Research Expertise and Supervision
Dr. Iyioha’s scholarship focuses on the limits and effectiveness of law under domestic and international law. Drawing on moral and legal philosophy to explore the role and capacities of law in the fields of health law and policy, international human rights law, torts, public health law, and women’s health law and policy, her work has advanced understanding of why law works and why it fails in various legal, social and geopolitical contexts. She is Principal Investigator on a Social Sciences and Humanities Research Council (SSHRC) Grant for a multi-country study of populism and obedience to law in the context of public health emergencies. She accepts LL.M. and Ph.D. students, as well as post-doctoral applicants interested in these areas of research. She is also interested in research at the intersections of race, health, and human rights law, as well as projects that build on a rich philosophical analysis.
Courses
Tort Law
Positions
Selected
- Inaugural Holder, UBC Professorship in Race and Access to Justice
- Chair, Scientific Committee, 28th World Congress on Medical Law (2023-2024) at the World Association for Medical Law
- Faculty Associate, Department of Philosophy, Harvard University (2023-2024; 2024—)
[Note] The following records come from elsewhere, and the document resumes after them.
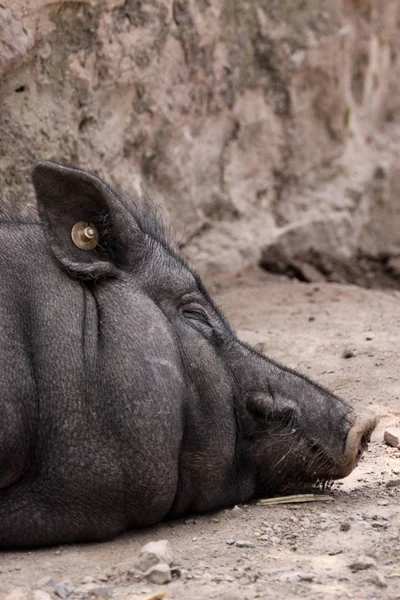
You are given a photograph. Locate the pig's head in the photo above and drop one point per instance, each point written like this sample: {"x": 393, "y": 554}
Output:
{"x": 244, "y": 424}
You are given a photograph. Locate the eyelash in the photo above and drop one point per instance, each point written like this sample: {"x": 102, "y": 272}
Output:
{"x": 197, "y": 314}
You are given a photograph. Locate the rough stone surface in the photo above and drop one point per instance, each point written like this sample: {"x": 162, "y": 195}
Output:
{"x": 159, "y": 574}
{"x": 392, "y": 436}
{"x": 251, "y": 123}
{"x": 154, "y": 553}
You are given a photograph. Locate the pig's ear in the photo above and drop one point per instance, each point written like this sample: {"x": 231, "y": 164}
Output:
{"x": 85, "y": 224}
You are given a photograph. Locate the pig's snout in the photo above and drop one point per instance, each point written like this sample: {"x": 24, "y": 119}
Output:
{"x": 357, "y": 441}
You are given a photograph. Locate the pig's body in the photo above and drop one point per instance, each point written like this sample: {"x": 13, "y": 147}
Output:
{"x": 125, "y": 397}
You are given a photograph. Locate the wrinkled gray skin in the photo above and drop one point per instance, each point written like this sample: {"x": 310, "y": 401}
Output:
{"x": 125, "y": 397}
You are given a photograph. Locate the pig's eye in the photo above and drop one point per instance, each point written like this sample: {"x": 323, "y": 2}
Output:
{"x": 196, "y": 314}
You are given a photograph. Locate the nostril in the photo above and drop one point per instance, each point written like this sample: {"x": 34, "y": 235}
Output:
{"x": 357, "y": 442}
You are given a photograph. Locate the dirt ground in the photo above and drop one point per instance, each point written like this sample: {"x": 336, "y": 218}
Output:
{"x": 295, "y": 551}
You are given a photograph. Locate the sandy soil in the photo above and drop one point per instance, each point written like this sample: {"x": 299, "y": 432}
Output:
{"x": 300, "y": 550}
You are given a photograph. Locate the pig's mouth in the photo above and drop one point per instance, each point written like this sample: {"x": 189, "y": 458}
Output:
{"x": 356, "y": 444}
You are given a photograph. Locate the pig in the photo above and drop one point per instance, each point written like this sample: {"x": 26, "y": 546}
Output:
{"x": 125, "y": 396}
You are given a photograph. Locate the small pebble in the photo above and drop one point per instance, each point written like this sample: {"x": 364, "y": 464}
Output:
{"x": 62, "y": 592}
{"x": 392, "y": 437}
{"x": 41, "y": 595}
{"x": 102, "y": 592}
{"x": 362, "y": 564}
{"x": 154, "y": 553}
{"x": 244, "y": 544}
{"x": 159, "y": 574}
{"x": 378, "y": 579}
{"x": 393, "y": 483}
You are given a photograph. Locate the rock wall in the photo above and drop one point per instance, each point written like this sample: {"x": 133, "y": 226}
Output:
{"x": 255, "y": 124}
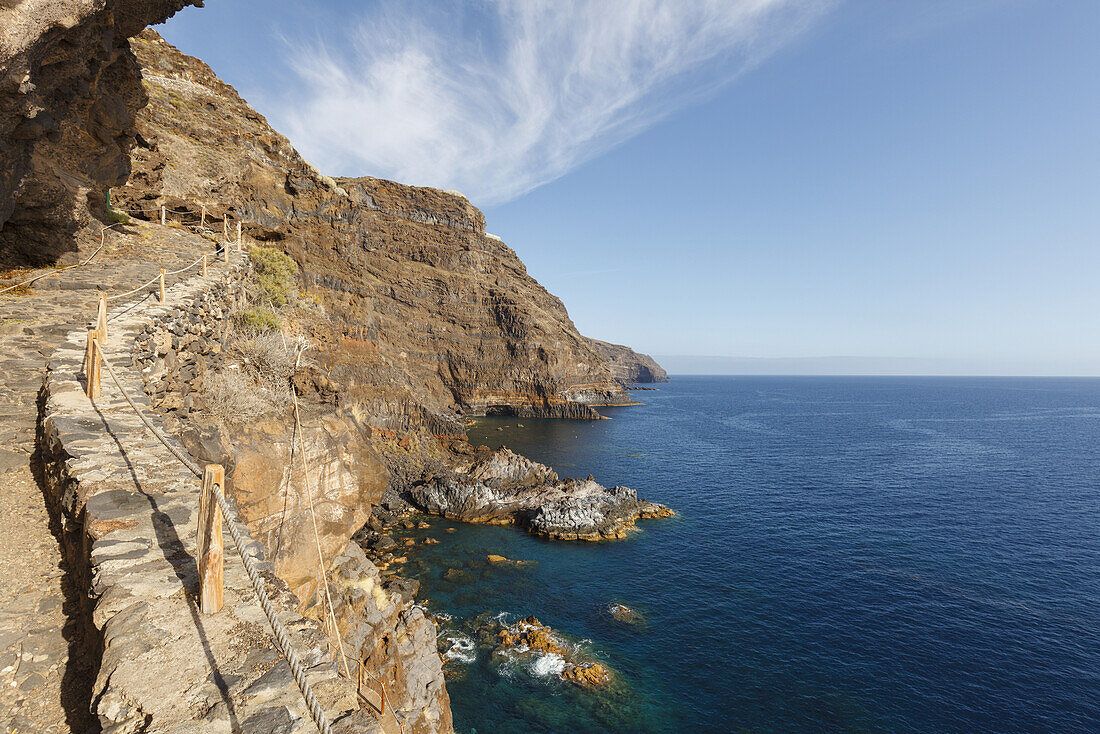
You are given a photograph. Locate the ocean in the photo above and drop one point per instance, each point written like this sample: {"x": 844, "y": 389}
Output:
{"x": 849, "y": 555}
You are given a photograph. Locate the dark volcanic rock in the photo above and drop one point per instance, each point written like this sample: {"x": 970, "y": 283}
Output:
{"x": 426, "y": 316}
{"x": 628, "y": 365}
{"x": 507, "y": 488}
{"x": 69, "y": 88}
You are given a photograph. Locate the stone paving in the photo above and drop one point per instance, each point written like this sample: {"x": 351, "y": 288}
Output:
{"x": 165, "y": 667}
{"x": 44, "y": 667}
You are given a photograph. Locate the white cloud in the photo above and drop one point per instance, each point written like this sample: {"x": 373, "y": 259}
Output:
{"x": 498, "y": 103}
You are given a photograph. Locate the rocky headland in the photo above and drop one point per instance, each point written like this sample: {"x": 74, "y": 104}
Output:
{"x": 504, "y": 488}
{"x": 371, "y": 320}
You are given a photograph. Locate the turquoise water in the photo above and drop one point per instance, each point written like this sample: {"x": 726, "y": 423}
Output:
{"x": 872, "y": 555}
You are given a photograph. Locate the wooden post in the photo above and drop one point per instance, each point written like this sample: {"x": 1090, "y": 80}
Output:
{"x": 101, "y": 316}
{"x": 211, "y": 559}
{"x": 91, "y": 361}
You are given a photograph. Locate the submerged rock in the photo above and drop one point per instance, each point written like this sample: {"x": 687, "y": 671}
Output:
{"x": 552, "y": 654}
{"x": 589, "y": 675}
{"x": 507, "y": 488}
{"x": 624, "y": 614}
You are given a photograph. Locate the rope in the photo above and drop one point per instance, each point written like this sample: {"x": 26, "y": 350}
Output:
{"x": 282, "y": 641}
{"x": 157, "y": 276}
{"x": 39, "y": 277}
{"x": 130, "y": 293}
{"x": 317, "y": 532}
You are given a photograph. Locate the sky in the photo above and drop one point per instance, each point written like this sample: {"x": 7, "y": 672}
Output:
{"x": 866, "y": 186}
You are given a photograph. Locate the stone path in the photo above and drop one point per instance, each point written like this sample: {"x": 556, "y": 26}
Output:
{"x": 44, "y": 668}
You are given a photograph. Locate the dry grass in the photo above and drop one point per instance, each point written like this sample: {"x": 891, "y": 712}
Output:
{"x": 257, "y": 384}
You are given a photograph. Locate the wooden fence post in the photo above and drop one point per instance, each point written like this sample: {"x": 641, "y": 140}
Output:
{"x": 91, "y": 360}
{"x": 101, "y": 316}
{"x": 211, "y": 559}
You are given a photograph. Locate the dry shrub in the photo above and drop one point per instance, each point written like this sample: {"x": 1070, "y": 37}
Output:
{"x": 234, "y": 397}
{"x": 268, "y": 355}
{"x": 259, "y": 385}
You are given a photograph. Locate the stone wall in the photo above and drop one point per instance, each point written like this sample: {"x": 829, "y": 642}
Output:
{"x": 129, "y": 512}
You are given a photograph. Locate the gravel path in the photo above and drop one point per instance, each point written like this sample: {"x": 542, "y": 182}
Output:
{"x": 45, "y": 667}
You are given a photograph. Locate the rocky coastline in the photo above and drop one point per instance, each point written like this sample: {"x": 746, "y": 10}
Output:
{"x": 400, "y": 319}
{"x": 504, "y": 488}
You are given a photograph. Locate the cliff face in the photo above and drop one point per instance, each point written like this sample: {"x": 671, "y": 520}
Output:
{"x": 427, "y": 317}
{"x": 628, "y": 365}
{"x": 69, "y": 88}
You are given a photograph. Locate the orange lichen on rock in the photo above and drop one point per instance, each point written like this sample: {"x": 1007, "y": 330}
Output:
{"x": 587, "y": 675}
- Visiting Professor, Osgoode Hall Law School Executive Master of Laws Program, York University (2020—)
- Full Professor, adj., Dossetor Health Ethics Centre, Faculty of Medicine & Dentistry, University of Alberta (2022—)
- Visiting Scholar, Department of Philosophy, Harvard University (2023)
- Member, World Association for Medical Law (WAML)
- Member, Law Society of British Columbia
- Member, Nigerian Bar Association
Organization Affiliations
- Allard School of Law
Research Interests
- Feminist legal studies
- Health law and policy
- Human rights
- International humanitarian law
- Jurisprudence, legal theory, and critical studies
- Law and social justice
- Tort law
What are the capacities and limits of law in promoting health and advancing rights, and under what conditions is law most effective for meeting the needs of historically disenfranchised populations?